The film begins with the unmarked police car of Don Cheadle and Karina Arroyave being rear ended by an Asian woman and Arroyave unloading on her in a racist way. They are actually there to investigate the death of young man. Then the scene shifts to twenty-four hours earlier. Ludacris and Larenz Tate are walking through a white business district and carjack the SUV of district attorney Brendan Fraser and his wife Sandra Bullock. Back at their house afterward she is having the locks changed by Michael Peña and believes he’s going to sell her keys, which he overhears. Looking for the SUV, police officers Matt Dillon and Ryan Phillippe pull over television director Terrence Howard and his wife Thandie Newton and the racist Dillon humiliates them both before letting them go. Meanwhile Iranian store owner Shaun Toub needs protection and takes his daughter along with him to buy a gun. Later, he needs his back door lock fixed and when Peña tells him he needs a new door he seems as though he wants to use his new gun on him.
The central idea of the film is the exposing of racism in all it’s forms and the way in which all Americans have been affected by it. But this is not unique to the U.S., as racism in many forms exists worldwide. In terms of plot, the way in which the lives of all the characters begin to intersect is interesting, and they are woven together in a clever way. Still, it’s more than just the racism, but the way the characters handle it that is so compelling to watch. Cheadle has a sick mother and is dating his partner, Arroyave, and has his own prejudices, but faces a barrage of it with the D.A. publicity man William Fichtner. Terrence Howard goes into a slow burn that explodes later when Ludacris attempts to jack his car. When Phillippe wants to transfer away from Dillon he runs into Keith David who gives him a dose of reality by telling him he’ll have to blame it on himself. But the film doesn’t reach its emotional climax until Toup does go after Peña with his gun.
The film earned six Academy Award nominations and won in three categories, best picture, original screenplay, and editing. Writer-director Paul Haggis would go on the following year to pen the Oscar-winning screenplay for Clint Eastwood’s Million Dollar Baby, the only writer to win back-to-back trophies (though Alexander Payne came close), and later wrote and directed the action film The Next Three Days with Russell Crowe.

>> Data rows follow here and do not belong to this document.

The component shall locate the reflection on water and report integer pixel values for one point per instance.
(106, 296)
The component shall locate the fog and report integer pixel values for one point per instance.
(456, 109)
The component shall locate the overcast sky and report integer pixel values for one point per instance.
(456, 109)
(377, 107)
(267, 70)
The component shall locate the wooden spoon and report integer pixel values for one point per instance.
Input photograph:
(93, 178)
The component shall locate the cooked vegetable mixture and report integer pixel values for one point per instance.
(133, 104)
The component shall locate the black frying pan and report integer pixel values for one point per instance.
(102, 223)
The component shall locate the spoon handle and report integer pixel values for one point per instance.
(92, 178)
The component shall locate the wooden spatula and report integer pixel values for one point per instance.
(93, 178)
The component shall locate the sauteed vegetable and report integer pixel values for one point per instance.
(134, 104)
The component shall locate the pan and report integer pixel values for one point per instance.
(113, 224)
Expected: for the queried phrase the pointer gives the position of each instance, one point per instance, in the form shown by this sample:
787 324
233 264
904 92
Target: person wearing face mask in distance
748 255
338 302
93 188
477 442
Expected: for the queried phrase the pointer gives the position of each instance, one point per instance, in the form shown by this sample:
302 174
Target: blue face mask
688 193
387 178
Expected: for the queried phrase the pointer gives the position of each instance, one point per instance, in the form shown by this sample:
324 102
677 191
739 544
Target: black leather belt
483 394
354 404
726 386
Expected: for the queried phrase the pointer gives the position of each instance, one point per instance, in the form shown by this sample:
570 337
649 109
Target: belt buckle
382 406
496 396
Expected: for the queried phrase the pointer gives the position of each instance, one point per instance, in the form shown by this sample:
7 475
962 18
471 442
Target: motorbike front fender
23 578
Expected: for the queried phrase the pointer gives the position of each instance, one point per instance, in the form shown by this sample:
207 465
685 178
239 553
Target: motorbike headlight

His work here as a director is adequate, though hardly transcendent, and considering films like Capote and Good Night, and Good Luck were also nominated it’s a bit puzzling how the film won. The star-studded cast no doubt helped, though honestly, it’s a bit of a B-list cast in reality. Still, the film was a step forward in taking on racism, and paved the way for more exploration of the subject in other films like Eastwood’s Gran Torino. Crash may not have deserved the Oscar that year, but it’s not a bad film and delivers entertainment and introspection in equal doses.